Le ragioni per cui Sergio Marchionne investe un miliardo di dollari negli impianti industriali del Michigan e assegna duemila dollari in più ai dipendenti sono due. La prima ragione è industriale. La seconda è politica. E le due ragioni si mescolano in un ibrido di significativo impatto.
La Chrysler fallita aveva la dotazione di fabbriche peggiore fra le Big Three: l'obsolescenza tecno-industriale e i deficit organizzativi erano enormi. Sergio Marchionne ha prima rinnovato gli impianti e poi li ha riorganizzati tramite il World Class Manufacturing, il metodo di organizzazione delle fabbriche importato dall'Italia e attuato negli Stati Uniti da dirigenti italiani arrivati da Mirafiori e da Pomigliano d'Arco. Poi ha elaborato e attuato una strategia di saturazione degli impianti: produrre più macchine possibili, migliorarne la qualità, coinvolgere i lavoratori, fare girare al massimo le linee; una impostazione di “sviluppo” realizzata anche a scapito dei margini di guadagno sulla singola unità di prodotto. Dunque, il miliardo di dollari sullo stabilimento di Warren nasce da questa impostazione generale, che è stata confermata e rinforzata – diventando coerente con il quadro politico americano – nel momento in cui Donald Trump ha fatto saltare il tavolo della politica economica americana classica con l'America First, la linea di rottura basata sul ritorno “forzato” della manifattura negli Stati Uniti.

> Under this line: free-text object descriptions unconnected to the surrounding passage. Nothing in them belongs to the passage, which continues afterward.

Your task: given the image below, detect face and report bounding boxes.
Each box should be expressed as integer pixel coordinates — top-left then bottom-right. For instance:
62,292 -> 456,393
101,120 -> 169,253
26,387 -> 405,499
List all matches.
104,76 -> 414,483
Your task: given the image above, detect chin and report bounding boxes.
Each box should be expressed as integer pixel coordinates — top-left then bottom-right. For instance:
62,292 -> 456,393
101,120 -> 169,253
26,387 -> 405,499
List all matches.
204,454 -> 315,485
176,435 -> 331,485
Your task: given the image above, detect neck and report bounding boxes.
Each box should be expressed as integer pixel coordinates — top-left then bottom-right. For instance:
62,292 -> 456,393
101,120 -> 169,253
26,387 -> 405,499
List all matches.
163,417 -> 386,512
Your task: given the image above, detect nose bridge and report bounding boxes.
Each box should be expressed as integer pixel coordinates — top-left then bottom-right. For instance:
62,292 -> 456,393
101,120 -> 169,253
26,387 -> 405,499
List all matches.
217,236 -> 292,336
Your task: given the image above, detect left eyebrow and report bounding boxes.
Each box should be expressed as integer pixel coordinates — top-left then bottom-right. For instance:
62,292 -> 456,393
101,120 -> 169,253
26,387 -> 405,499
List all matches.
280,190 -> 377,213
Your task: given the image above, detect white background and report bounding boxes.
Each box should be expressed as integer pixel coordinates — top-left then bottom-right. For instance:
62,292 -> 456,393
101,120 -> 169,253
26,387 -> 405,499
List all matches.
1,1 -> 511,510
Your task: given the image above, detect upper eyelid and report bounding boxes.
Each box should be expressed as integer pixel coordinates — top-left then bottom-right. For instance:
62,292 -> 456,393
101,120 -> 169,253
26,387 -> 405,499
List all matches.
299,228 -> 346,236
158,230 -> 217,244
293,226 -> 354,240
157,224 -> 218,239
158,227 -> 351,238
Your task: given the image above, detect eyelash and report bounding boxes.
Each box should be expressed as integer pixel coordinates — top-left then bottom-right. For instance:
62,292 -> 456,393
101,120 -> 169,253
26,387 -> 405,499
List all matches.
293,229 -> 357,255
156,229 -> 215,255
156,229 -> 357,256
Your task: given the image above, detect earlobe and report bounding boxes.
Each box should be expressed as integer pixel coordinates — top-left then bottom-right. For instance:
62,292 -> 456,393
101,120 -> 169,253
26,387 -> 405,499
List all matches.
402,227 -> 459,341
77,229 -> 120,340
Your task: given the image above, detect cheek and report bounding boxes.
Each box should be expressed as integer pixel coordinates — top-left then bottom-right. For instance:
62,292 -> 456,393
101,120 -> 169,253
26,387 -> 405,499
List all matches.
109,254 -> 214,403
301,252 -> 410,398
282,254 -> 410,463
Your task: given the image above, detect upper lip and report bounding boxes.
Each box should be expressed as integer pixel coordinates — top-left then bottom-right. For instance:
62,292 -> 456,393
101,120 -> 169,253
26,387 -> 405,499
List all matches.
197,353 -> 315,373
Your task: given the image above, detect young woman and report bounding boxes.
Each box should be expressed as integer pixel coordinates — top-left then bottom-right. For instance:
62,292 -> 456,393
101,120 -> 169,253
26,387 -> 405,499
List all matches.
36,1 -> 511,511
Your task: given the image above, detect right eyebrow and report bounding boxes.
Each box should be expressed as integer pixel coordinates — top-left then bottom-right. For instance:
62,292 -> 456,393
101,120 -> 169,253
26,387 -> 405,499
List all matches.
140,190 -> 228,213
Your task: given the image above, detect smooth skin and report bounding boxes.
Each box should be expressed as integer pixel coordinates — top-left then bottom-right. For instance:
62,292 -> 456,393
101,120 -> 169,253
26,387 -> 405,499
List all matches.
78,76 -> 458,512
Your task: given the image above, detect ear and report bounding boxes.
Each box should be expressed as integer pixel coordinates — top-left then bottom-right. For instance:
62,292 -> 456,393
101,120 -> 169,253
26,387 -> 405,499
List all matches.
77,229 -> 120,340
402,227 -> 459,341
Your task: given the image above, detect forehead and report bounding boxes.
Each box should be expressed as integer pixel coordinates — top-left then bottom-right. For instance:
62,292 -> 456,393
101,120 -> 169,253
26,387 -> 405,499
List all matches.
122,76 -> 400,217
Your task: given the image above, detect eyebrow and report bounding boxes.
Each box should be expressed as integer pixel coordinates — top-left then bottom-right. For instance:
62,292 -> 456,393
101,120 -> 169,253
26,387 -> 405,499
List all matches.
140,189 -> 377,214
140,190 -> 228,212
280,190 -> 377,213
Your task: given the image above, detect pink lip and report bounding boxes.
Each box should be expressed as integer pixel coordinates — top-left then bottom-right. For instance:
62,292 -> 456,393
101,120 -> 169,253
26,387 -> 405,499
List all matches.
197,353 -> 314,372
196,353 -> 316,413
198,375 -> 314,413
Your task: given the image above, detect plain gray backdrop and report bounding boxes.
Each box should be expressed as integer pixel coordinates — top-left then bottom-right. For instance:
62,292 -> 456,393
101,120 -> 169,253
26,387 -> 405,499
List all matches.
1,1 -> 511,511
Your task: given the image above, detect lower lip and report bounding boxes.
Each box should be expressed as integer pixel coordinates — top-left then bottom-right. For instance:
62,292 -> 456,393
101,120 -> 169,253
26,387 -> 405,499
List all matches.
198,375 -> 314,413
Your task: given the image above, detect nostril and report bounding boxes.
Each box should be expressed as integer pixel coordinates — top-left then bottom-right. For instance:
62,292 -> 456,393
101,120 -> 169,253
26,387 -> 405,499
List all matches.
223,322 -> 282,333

La seconda ragione è politica: tutta l'operazione Chrysler ha lo stigma del Partito Democratico. Senza Barack Obama alla Casa Bianca, Chrysler non sarebbe mai andata a una casa automobilistica italiana.
La Chrysler è andata alla Fiat anche perché le tecnologie di basso consumo dei motori di Torino apparivano coerenti con le impostazioni di politica economica e di politica ambientale dettate da Obama. Trump ha fatto saltare questo tavolo. E Marchionne si è subito giocato la carta delle fabbriche, già rinnovate e ancora più da migliorare, già rivitalizzate e consolidate ma ancora più da sviluppare e espandere. Anche in virtù della possibilità che il Nafta, l'area di libero scambio con Messico e Canada, si rompa, mettendo in crisi un meccanismo che – per tutta l'auto di Detroit – ha nei due Paesi due appendici di manifattura pura essenziali. In America, non c'è nulla di più politico dell'auto. E, dunque, appare ancora di più coerente con l'America di Trump la condivisione con i lavoratori dei benefici fiscali scaturiti dal taglio delle tasse. Un aumento dei redditi degli operai e degli impiegati del Michigan peraltro armonico anche con la filosofia della Chrysler – in toto americana – di un collegamento diretto fra salari e produttività: con benefici per i singoli che nascono non solo dai miglioramenti dal basso – a livello di stabilimento – dei risultati, ma che traggono origine anche dai miglioramenti dall'alto, a livello di conti economici e di posizione fiscale generale dell'azienda. È esattamente quello che sta capitando a FCA.